The evil eye has a long, rich history in Judaism, and is shared with other cultures in the Near East and Mediterranean region. From the Torah and ancient Talmudic scriptures to modern-day beliefs, people have been aware of the evil eye curse, and have taken measures to protect themselves from it.

The Evil Eye: A Curse Borne of Envy

Traditionally, the evil eye is a curse, cast by a malevolent glare. Closely associated with envy and jealousy, the evil eye is thought to cause misfortune and injury. In Judaism, traditional spells and talismans are created and used to ward off the ill effects of the curse.

The best known symbol for protecting oneself against the evil eye is the near eastern hamsa, known in Jewish culture as the Hand of Miriam. You’ve probably come across this symbol before: an eye in the palm of a stylized hand. For millennia, people have constructed defenses against this form of black magic, and talismans are foremost among them. Judaism contains a rich tradition of evil eye protections, with deep historical roots.

The History of the Evil Eye

The “evil eye” is a concept with a long history and an impressively wide geographical range. Originating in West Asia, traditions regarding the evil eye– and how to protect yourself from its effects– are found throughout the Mediterranean regions, from Egypt all the way to Afghanistan. It is especially prominent in the context of Judaism, where the evil eye has been written about since incredibly ancient times.

The very earliest symbols identified as evil eye talismans, meant to protect against the curse, date from ancient Sumer in modern-day Iraq. References are also found in ancient Hebrew texts, where it is called “ay’in hara.” These Judaic texts are where we first see a discussion of the evil eye’s relationship to jealousy and envy.

Throughout the recorded history of the Hebrew people, there have been many text references to the existence, power, and nature of the evil eye.

Within Tainnatic literature, a set of rabbinic works composed between 10 and 220 AD, the vice of the envious evil eye (“ayin hara”) was contrasted with “ayin tova,” good eye, associated with satisfaction in your own life and wishing the best for other members of your community. Talmudic literature identifies the concept of the evil eye as more than a symbol of moral concepts like envy and hatred. In the talmud, the “evil eye” is identified as a force with harmful powers. This conceptualization of the evil eye curse continues through the middle ages and into the modern era.
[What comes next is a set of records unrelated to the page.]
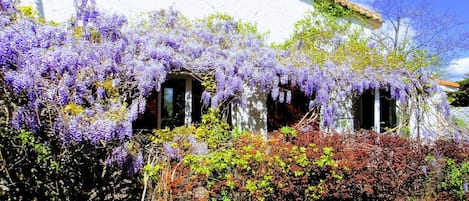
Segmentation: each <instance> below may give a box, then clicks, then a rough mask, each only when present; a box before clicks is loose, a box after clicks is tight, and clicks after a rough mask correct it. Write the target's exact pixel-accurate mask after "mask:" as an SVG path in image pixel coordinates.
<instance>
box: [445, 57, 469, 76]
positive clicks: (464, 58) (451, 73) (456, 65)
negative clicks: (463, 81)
mask: <svg viewBox="0 0 469 201" xmlns="http://www.w3.org/2000/svg"><path fill="white" fill-rule="evenodd" d="M445 71H446V74H447V75H448V78H449V80H451V81H458V80H462V79H463V78H464V77H465V74H468V73H469V57H465V58H460V59H455V60H453V61H451V64H450V65H449V66H448V67H447V68H446V69H445Z"/></svg>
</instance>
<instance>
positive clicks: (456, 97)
mask: <svg viewBox="0 0 469 201" xmlns="http://www.w3.org/2000/svg"><path fill="white" fill-rule="evenodd" d="M458 83H459V84H460V87H459V89H458V90H457V91H456V92H450V93H448V101H449V102H450V104H451V105H452V106H456V107H467V106H469V77H466V78H465V79H464V80H461V81H459V82H458Z"/></svg>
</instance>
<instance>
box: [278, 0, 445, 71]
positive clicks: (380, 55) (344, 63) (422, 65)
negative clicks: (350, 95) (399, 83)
mask: <svg viewBox="0 0 469 201" xmlns="http://www.w3.org/2000/svg"><path fill="white" fill-rule="evenodd" d="M313 5H314V7H315V8H316V10H315V11H313V12H309V13H307V14H306V15H305V17H304V18H303V19H301V20H299V21H298V22H297V23H296V24H295V32H294V34H293V35H292V36H291V38H290V39H288V40H287V41H285V42H284V43H282V44H278V45H275V46H276V47H279V48H282V49H287V50H289V51H291V52H293V53H295V52H298V51H300V52H301V53H304V54H306V55H307V56H308V57H309V58H310V59H311V61H312V64H319V65H320V66H324V64H325V62H333V63H335V64H339V65H340V64H346V65H350V66H352V68H353V69H355V70H363V69H365V68H369V67H372V68H378V67H379V68H385V69H400V68H407V69H409V70H411V71H413V70H416V69H420V68H422V67H429V66H432V65H434V66H435V65H438V61H439V60H438V58H437V57H434V56H433V57H430V56H429V54H428V51H426V50H424V49H418V48H407V49H399V48H394V49H390V48H388V47H387V46H386V42H384V41H377V40H376V39H375V38H373V37H372V35H371V34H368V33H364V32H365V30H364V28H363V27H359V26H353V23H352V19H355V18H352V17H351V16H354V13H353V11H351V10H350V9H349V8H346V7H344V6H342V5H340V3H337V2H335V1H328V0H320V1H314V3H313ZM359 16H361V15H359ZM358 21H361V22H362V24H366V23H367V22H366V21H365V20H364V19H363V20H358ZM403 43H405V44H407V45H404V47H407V46H409V47H410V46H411V45H410V44H409V43H410V42H409V41H404V42H403ZM408 49H411V51H409V50H408ZM298 65H300V64H298Z"/></svg>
You’ll also find the concept of the evil eye among neighboring cultures, notably in Islam.

Today, belief in the evil eye is still shared by millions of people in North Africa, the Near East, and Mediterranean Europe. It is especially prevalent in modern Judaism. Associated with that belief are useful talismans, spells, prayers, and other protections that you can use to guard yourself against its effects.